(SwRam: t. 525; l. 182'; b. 28'4"; dph. 10'8"; a. 1 32-pdr.)
General Sumter—as often Sumter in common parlance—is known to have been the river towboat Junius Beebe, with low-pressure machinery—quite likely a vessel built at Algiers, La., in 1853. Acquired by the State of Louisiana from Charles H. Morgan's Southern Steamship Co. early in 1861, Junius Beebe was useful to the Confederate cause, in such details as diverting foreign shipping preparatory to closing Southwest Pass, operating under Stanton & Co., New Orleans, managing for the Governor, until selected by Capt. James E. Montgomery for his River Defense Fleet [see Annex II]. On 25 January 1862, in the James Martin yard at Algiers, across the Mississippi from New Orleans, Montgomery began her conversion to a cottonclad ram featuring 4-inch oak sheathing, an inch of iron over her bows and cotton bales between double pine bulkheads.
Alterations completed, General Sumter went up to Ft. Pillow, Tenn., 17 April, to be armed. On 10 May, defending the main avenue to Memphis, Montgomery's fleet of eight attacked the Federal ironclads. In this action at Plum Point Bend, 4 miles above Ft. Pillow, it was probably General Sumter under Capt. W. W. Lamb that bravely steamed up within 20 yards of Mortar Boat No. 16, whose projectiles were threatening the fort, and fired everything she had, including a rifle volley; two 32-pound shot actually pierced the iron blinds of the Union floating battery. Then General Sterling Price and General Sumter cooperated in a well executed coordinated attack, one after the other ramming USS Cincinnati at full speed so that she lost her rudder and much of her stern; Cincinnati (whom Montgomery reported as Carondelet)had to be run ashore to save her from sinking. Thus the Montgomery rams held off the Federal flotilla until the fort was successfully evacuated, 1 June, before falling back on Memphis to refuel.

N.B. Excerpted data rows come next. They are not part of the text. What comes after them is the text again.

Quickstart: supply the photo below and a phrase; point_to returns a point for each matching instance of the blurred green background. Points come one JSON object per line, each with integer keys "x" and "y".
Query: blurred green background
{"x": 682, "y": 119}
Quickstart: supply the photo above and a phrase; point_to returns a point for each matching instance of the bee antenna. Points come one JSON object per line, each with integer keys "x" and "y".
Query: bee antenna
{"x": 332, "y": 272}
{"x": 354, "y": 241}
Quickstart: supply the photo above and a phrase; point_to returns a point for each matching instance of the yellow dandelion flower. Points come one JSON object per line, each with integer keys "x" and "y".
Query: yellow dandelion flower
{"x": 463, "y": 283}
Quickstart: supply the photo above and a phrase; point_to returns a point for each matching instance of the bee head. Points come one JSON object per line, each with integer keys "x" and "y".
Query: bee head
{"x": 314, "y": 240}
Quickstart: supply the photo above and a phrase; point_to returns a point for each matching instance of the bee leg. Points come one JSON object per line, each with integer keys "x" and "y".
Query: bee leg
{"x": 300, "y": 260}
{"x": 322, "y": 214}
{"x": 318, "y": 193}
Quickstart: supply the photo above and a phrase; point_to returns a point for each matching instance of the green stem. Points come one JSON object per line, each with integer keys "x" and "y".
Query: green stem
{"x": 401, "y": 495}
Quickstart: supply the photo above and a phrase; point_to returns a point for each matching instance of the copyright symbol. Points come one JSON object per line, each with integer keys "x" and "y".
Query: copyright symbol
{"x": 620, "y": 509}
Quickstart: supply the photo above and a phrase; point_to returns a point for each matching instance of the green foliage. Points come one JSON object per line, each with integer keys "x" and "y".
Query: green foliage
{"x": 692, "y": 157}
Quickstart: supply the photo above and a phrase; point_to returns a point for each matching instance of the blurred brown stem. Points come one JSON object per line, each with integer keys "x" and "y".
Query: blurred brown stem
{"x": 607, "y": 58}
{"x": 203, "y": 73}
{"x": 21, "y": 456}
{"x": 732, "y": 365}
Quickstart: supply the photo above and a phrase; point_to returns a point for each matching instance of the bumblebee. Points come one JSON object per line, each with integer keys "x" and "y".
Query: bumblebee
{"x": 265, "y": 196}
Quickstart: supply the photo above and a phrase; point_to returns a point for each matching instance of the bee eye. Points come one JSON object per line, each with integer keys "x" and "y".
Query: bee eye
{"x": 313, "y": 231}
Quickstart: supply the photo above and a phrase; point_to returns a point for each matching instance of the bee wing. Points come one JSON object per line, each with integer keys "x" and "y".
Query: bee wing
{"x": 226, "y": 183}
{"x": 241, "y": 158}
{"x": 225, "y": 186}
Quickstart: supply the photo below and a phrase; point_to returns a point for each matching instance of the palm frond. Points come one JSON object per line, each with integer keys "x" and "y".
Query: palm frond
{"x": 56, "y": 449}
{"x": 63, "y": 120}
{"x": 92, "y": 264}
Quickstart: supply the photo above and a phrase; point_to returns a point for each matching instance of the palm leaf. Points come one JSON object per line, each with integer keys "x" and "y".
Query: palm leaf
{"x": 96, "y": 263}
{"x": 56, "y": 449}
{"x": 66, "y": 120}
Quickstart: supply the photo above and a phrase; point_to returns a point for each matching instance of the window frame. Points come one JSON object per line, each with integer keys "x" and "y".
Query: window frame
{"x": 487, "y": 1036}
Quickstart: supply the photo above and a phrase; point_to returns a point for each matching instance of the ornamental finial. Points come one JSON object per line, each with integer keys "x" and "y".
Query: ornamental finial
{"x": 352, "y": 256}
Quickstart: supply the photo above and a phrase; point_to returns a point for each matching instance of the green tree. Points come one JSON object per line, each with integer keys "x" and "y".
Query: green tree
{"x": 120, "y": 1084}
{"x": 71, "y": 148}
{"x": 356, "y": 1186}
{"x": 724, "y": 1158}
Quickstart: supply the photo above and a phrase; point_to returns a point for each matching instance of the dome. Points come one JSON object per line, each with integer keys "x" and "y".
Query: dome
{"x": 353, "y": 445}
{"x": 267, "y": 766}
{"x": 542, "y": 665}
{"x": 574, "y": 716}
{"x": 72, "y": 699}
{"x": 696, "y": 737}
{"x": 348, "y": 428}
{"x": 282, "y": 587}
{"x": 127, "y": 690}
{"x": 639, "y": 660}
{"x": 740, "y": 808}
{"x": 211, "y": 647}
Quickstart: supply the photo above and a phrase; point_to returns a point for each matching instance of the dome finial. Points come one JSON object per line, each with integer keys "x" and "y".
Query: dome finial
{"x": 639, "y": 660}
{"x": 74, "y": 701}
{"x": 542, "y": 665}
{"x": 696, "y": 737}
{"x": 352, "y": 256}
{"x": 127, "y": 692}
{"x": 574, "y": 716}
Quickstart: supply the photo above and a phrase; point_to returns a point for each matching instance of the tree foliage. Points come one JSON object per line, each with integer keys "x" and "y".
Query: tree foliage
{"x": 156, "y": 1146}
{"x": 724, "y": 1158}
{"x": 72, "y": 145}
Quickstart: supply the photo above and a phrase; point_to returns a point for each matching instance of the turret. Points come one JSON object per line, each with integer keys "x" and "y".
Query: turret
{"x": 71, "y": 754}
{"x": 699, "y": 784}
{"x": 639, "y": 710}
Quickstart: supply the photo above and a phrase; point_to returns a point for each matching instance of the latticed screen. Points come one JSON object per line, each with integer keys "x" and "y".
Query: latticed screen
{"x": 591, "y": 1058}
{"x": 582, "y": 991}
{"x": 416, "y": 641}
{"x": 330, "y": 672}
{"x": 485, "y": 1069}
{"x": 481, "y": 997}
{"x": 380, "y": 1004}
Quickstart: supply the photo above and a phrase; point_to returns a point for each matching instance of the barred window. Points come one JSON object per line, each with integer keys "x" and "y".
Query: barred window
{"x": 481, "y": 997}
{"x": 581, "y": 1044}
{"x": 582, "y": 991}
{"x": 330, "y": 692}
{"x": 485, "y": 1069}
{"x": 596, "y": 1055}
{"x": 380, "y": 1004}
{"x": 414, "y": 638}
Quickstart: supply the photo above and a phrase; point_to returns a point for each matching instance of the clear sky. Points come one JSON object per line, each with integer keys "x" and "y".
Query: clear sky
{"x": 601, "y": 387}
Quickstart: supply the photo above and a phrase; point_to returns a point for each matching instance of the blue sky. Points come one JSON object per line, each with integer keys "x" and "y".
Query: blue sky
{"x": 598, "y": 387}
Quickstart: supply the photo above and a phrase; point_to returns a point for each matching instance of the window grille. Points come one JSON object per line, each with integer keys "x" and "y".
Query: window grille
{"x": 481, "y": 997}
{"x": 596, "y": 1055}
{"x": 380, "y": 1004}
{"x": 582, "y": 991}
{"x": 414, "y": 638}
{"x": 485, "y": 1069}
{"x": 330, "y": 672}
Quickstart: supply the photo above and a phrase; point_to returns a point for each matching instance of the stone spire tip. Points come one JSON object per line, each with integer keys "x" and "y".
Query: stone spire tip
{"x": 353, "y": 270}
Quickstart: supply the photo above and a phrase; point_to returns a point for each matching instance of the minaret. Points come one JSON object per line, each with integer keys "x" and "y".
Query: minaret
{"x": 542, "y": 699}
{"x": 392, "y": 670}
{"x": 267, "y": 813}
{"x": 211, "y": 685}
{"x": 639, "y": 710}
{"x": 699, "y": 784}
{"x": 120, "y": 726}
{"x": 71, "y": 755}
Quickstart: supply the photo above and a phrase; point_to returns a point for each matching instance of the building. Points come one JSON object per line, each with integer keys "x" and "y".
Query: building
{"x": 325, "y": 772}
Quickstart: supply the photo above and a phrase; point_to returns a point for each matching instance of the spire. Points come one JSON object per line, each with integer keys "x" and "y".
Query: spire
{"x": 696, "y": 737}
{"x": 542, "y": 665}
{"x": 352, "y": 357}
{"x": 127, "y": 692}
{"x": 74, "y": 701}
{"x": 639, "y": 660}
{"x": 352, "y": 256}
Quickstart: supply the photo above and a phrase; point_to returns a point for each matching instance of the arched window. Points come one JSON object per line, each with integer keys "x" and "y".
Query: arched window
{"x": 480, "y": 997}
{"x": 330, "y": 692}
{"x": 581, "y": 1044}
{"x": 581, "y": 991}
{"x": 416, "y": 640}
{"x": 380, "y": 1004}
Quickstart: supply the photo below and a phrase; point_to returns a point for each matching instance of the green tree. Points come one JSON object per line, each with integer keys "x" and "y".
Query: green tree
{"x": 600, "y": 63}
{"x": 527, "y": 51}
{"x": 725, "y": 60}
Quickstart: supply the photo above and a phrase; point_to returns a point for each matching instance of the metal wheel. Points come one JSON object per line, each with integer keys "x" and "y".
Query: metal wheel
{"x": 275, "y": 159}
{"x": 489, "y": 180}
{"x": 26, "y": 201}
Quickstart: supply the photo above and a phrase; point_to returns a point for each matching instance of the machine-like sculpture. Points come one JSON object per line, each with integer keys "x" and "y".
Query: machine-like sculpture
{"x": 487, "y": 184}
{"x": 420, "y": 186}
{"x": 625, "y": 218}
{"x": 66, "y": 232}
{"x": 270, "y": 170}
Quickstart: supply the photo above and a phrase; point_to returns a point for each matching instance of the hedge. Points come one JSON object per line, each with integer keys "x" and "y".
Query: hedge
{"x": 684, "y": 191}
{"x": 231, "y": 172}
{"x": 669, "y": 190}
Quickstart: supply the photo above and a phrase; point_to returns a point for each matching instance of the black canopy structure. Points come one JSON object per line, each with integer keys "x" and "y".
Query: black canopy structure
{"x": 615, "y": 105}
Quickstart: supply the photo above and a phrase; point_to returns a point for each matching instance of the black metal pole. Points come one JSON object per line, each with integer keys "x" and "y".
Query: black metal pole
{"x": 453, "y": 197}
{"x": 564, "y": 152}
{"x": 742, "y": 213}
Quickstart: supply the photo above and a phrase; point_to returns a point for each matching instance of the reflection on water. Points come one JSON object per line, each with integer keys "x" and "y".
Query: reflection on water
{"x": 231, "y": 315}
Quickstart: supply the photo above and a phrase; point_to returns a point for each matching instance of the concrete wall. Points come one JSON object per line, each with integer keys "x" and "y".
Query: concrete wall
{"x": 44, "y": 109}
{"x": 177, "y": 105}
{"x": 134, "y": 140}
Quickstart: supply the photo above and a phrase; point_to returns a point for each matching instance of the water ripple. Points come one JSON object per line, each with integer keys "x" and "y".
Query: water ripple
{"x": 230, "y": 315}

Quickly following up capture of Ft. Pillow, Flag Officer Charles H. Davis, USN, appeared off Memphis in force on 6 June. Montgomery, cornered, without coal enough to retreat to Vicksburg yet unwilling to scuttle his fleet, fought it out desperately in the Battle of Memphis: General Sumter rammed and seriously damaged USS Queen of the West but eventually most of the Confederate vessels were destroyed or bowed to the inevitable. General Sumter did not sink; badly shot up, she ran up on the Arkansas shore, was captured and became, briefly, USS Sumter. in August she grounded again, downriver off Bayou Sara, La., and was abandoned except for spare-part raids on her machinery by the rest of the squadron at periods of low water; before the local populace completed stripping her, Confederate authorities succeeded in setting fire to the hulk.
The passenger steamer General Sumter, also commonly abbreviated to Sumter, is reputed to have been under more or less direct Confederate Army control as a transport in the upper Florida Lakes-Ocklawaha River area but specific details of her service are lacking today. To avoid confusion in the roster of Sumters, already too frequently misidentified over the past century, this Sumter cannot well be omitted here, especially since she became a notable ship from the time of her capture by USS Columbine in Big (Great) Lake George, Fla., 23 March 1864. Sumter's Capt. W. W. Tumblin, after his surrender, piloted Columbine and, together with the Sumter as a prize and armed with a howitzer, searched out and captured the Confederate steamer Hattie Brock in the difficult inland waters of Florida.